КНИГА КАК ПОВОД
Об авторе | Евгений Бунимович — поэт, педагог, публицист, родился и живет в Москве. Автор книг стихов, книг прозы и эссе, а также школьных учебников. Напечатанное в «Знамени» повествование «Девятый класс. Вторая школа» (2012, № 12) было удостоено журнальной премии и вошло в шорт-лист премии «Ясная Поляна». Последняя публикация прозы в журнале «Знамя» — «Скула и даль» (2015, № 10).
Евгений Бунимович
Он построил дом
О студии, о книге, о Кирилле Ковальджи
Начало
Побуревший листок, размазанный копиркой машинописный текст, выцветшая чернильная правка. В поисках совсем другого наткнулся на этот черновик. Датировать легко — писано было мною к десятилетию поэтической студии Ковальджи, то бишь четверть века назад:
«Осенним вечером 1980-го года, когда город приходил в себя от ограниченного коммунизма олимпийских игр, завершившихся полной победой хозяев в отсутствии соперников, в неприметной комнате на первом этаже облезлого крупноблочного захолустья на южной окраине Москвы раздался странный телефонный звонок…
Странным, впрочем, было само это время.
Блаженное бессмысленное слово еще что-то значило и до полусмерти пугало редакторов официальных изданий. По сумеречной столице бродили стайки непризнанных гениев. С чахлых городских деревьев слетали подслеповатые неподцензурные листки со стихами. Хлопо́к одной ладони звучал как колокол на башне вечевой. По двум-трем почти случайно услышанным строчкам масштаб и облик поэта мысленно восстанавливался, как птеродактиль по обломку тазобедренного сустава…
Но вернемся к телефонному звонку — как впоследствии выяснилось, немало определившему не только в моей жизни, но и в жизни целого поколения московского литературного андеграунда...
— Здравствуйте, — строгим партийным голосом сказала трубка. — Вы староста студии Ковальджи. Это одна из двенадцати студий, организованных Союзом писателей совместно с горкомом комсомола в целях усиления работы с творческой молодежью. Вам надобно явиться на первое занятие, которое состоится тогда-то и тогда-то там-то и там-то.
Только бы меня и видели тогда-то и тогда-то там-то и там-то в целях усиления, если бы не расслышанное среди номенклатурных аббревиатур имя Кирилла Ковальджи.

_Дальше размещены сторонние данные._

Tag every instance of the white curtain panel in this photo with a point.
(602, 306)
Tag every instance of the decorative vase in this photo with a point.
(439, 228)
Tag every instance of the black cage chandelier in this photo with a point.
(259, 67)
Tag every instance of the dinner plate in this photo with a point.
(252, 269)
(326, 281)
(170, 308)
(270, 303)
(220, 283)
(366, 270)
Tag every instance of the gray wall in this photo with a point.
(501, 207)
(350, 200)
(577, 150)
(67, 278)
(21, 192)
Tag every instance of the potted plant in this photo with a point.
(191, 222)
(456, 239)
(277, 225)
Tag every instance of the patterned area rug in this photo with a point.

Дело в том, что Кирилл Владимирович Ковальджи, достаточно известный и респектабельный советский литератор, поэт, переводчик, заведовавший критикой в заматеревшем журнале «Юность», чья девственная эмблема уже и не пыталась кого-либо обмануть, испытывал трудно объяснимую в те времена, весьма опасную и даже отчасти подсудную тягу к тому, что годы спустя критика назовет московским андеграундом, параллельной культурой, новой волной — как еще?
Он знал и ценил не имевшую тогда права не то что на не-дай-бог-публикацию, но и на само существование нищую поэтическую плеяду «граждан ночи» — дворников, сторожей, лифтеров. Как мог помогал (отметим в скобках: в том числе и материально).

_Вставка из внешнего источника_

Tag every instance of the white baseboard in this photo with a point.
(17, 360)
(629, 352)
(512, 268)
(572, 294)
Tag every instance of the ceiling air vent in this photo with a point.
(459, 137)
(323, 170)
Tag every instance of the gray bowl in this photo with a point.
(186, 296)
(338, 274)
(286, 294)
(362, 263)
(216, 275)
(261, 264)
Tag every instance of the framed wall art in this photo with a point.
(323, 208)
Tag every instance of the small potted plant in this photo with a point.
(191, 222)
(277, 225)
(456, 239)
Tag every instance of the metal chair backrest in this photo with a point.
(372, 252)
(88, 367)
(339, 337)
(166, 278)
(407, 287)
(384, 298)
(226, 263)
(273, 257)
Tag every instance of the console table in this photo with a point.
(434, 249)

Все остальные созданные тогда по велению свыше студии были сформированы по установленным правилам: открытый конкурс желающих, тексты, прочитанные экспертами в штатском, итоговый строго определенный список участников. О дальнейшей судьбе этих студий история умалчивает.
И только студия Ковальджи была сформирована абсолютно недемократическим путем, безо всяких экивоков, конкурсов и отборов. Кирилл попросту продиктовал несколько наших никому тогда не ведомых имен, а мы уже подтянули остальных.

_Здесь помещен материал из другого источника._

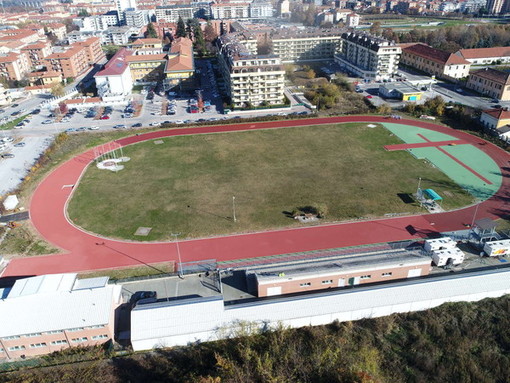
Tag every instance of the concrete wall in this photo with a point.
(204, 319)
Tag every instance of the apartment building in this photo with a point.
(180, 65)
(171, 13)
(434, 62)
(147, 68)
(280, 280)
(76, 59)
(490, 82)
(14, 66)
(368, 56)
(310, 44)
(36, 52)
(51, 312)
(115, 80)
(230, 10)
(250, 79)
(485, 56)
(261, 9)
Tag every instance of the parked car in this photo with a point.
(142, 295)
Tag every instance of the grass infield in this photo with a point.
(186, 184)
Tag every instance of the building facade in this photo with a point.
(490, 82)
(435, 62)
(370, 57)
(250, 80)
(57, 311)
(306, 45)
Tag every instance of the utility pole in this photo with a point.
(234, 207)
(178, 254)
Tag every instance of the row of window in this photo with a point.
(56, 342)
(330, 281)
(35, 334)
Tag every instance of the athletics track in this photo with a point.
(84, 251)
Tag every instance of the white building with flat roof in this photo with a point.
(50, 312)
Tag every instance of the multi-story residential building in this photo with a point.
(261, 9)
(230, 10)
(434, 62)
(306, 44)
(136, 18)
(180, 65)
(368, 56)
(53, 312)
(147, 68)
(250, 79)
(485, 56)
(490, 82)
(146, 46)
(115, 81)
(36, 52)
(76, 59)
(171, 13)
(14, 66)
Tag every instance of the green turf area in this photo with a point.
(187, 183)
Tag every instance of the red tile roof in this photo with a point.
(479, 53)
(117, 64)
(436, 55)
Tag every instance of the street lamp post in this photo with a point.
(178, 254)
(234, 207)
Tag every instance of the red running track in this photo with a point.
(84, 251)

В общем, следует признать, что легендарная “студия Ковальджи” была создана незамысловато, походя и вроде бы невзначай...»
Студия
От наших тогдашних студийных встреч не осталось ничего — ни записей, ни фотографий. Только стихи.
Архивов мы, согласно недвусмысленному указанию старшего собрата по перу, не заводили, а до нынешних гаджетов, сохраняющих что ни попадя, было далеко.
Тем легендарней студия Ковальджи — сквозь мутное стекло все еще непрошедшего времени. Детали забылись, воспоминания с годами все сентиментальней. И одновременно — все трезвей…
Первая встреча участников грозила стать последней. По крайней мере для меня.
Смутно вспоминается безлюдная промышленная зона, заросшие железнодорожные пути в никуда, тоскливо торчащая башня, оказавшаяся при ближайшем рассмотрении вывески издательством «Молодая гвардия». Там и предполагались студийные посиделки.
Я опоздал, но на входе еще толпились остатки «творческой молодежи» произвольного пола и возраста, в коридоре суматошничали секретарши со списками, в зале восседали руководители и участники — чужие, незнакомые, ненужные.
После пафосных напутствий все разбрелись по редакционным кабинетам, где и должны были проходить занятия. Атмосфера молодой гвардии тяготила. Бдительное комсомольское око сверлило затылок.
Однако мудрый Кирилл, почуяв неладное и пользуясь служебным положением, договорился, что маргинальная наша студия будет встречаться не там, где остальные, а в редакции журнала «Юность».
Так у нас появилась своя комната в самом центре города, на Маяковке, где мы могли собираться по вечерам, когда в редакции уже никого не было.
Официальная жизнь «Юности», весьма популярного в те годы «литературно-художественного и общественно-политического» издания, текла мимо нас, никак не задевая. Все это не имело к нам никакого отношения, включая медную табличку «Отдел поэзии».
Изредка возникавшая тень редакционного работника, случайно задержавшегося на службе, пугливо огибала подозрительных субъектов, толпящихся перед началом в коридоре, и устремлялась к спасительному выходу.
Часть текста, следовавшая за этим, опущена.